Q. As a freelance illustrator, I sometimes get contracts from my clients who say that work is “work for rent”. What is “working for rent”? If I sign, do I lose all my rights to my work? The main reason for a lease work is to make the ownership of creative work explicit. For patents, the inventor owns the property, according to the U.S. PATENT and trademark OFFICE (USPTO). But in most companies, employees who work on patents have to cede ownership of the patent to the company they work for. For independent contractors, signing a Work for Hire Agreement will soothe your client`s mind and assure them that they have the work they paid for. But now, when you look at it, you see four words that you were told were bad news: “The job is done for rent.” You`ve heard that it`s a big no, the copyright equivalent, to sign your firstborn. If you are asked to sign a work made for a rental contract, you may first ask yourself if the situation complies with the legal requirements to qualify as acting work. Often for graphic designers, the answer is probably no. As mentioned above, many contracts have old “boilerplate” of work for the rental language that is no longer viable.
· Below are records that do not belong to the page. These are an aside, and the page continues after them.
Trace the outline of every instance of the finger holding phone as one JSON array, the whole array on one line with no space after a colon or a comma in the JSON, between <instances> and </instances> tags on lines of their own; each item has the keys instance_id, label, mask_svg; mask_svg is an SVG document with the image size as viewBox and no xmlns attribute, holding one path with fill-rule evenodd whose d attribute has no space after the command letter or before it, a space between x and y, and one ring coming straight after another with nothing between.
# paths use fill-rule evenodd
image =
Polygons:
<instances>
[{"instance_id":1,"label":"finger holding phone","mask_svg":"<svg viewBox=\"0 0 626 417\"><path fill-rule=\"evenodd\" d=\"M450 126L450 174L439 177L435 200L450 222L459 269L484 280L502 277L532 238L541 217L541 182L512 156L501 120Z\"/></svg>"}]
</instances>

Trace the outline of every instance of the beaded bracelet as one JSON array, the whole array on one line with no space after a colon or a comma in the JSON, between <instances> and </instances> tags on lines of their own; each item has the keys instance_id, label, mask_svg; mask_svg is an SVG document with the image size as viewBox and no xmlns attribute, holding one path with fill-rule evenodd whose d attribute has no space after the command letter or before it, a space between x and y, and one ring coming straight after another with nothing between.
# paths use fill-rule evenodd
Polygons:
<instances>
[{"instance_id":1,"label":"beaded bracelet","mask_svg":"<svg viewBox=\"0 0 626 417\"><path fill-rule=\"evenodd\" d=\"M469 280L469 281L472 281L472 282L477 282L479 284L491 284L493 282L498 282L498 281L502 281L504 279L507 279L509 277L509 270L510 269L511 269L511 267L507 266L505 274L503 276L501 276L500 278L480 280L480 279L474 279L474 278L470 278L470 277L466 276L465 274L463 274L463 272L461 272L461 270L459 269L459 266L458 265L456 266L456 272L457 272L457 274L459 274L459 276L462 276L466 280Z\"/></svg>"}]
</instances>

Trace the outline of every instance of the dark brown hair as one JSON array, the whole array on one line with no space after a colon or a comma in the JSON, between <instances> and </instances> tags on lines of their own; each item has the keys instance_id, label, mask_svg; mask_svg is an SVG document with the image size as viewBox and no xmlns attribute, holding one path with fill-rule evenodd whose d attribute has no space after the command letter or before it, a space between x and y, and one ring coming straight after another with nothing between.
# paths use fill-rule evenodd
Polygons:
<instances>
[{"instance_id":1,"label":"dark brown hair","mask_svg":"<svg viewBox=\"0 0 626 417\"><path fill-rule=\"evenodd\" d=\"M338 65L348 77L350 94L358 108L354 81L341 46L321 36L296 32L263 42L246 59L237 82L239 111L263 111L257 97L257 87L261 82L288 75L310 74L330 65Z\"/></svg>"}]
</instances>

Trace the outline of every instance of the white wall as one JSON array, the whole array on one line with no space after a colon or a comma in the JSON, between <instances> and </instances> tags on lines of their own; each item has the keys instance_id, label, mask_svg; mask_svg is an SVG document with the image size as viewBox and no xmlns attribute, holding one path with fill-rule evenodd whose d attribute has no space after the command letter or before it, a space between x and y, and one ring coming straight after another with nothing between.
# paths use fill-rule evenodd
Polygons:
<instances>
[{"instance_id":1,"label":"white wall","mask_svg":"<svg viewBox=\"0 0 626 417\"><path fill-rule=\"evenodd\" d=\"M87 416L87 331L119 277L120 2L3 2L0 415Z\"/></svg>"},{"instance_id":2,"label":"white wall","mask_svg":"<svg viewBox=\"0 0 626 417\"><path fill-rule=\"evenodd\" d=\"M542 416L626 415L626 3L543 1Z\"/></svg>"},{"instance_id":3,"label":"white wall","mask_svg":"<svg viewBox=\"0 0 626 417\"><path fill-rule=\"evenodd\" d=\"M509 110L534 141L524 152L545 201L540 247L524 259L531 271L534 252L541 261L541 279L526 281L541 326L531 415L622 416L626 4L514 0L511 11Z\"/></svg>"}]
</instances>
You can explain to your client that the work done for the rental language may not be valid and it would be better to use a legally flawless language relevant to the specific intentions of the client to the use of the artwork. Then you have a discussion about the client`s intentions and negotiate licensing provisions to grant rights to your work that corresponds to those intentions. License all rights for a limited time. If your client insists that he or she needs full rights to your work instead of a user fee regime, you negotiate for these rights to be provided for a limited time. The period should rationally reflect the potential customer market for your work. At the end of that period, all the rights would fall on you. Since the work of employees automatically belongs to their employee, many companies will argue that an independent contractor, such as an independent, should be treated as his or her employee for the purpose of hiring. Fortunately, the Supreme Court has decided that the question of whether an independent contractor qualifies as an employee depends on a rigorous test. (Community for Creative Non-Violence v. Reid, 490 U.S. 730 (1989)).
In this test, the courts must consider several factors in assessing a client`s degree of control over the work of the independent contractor.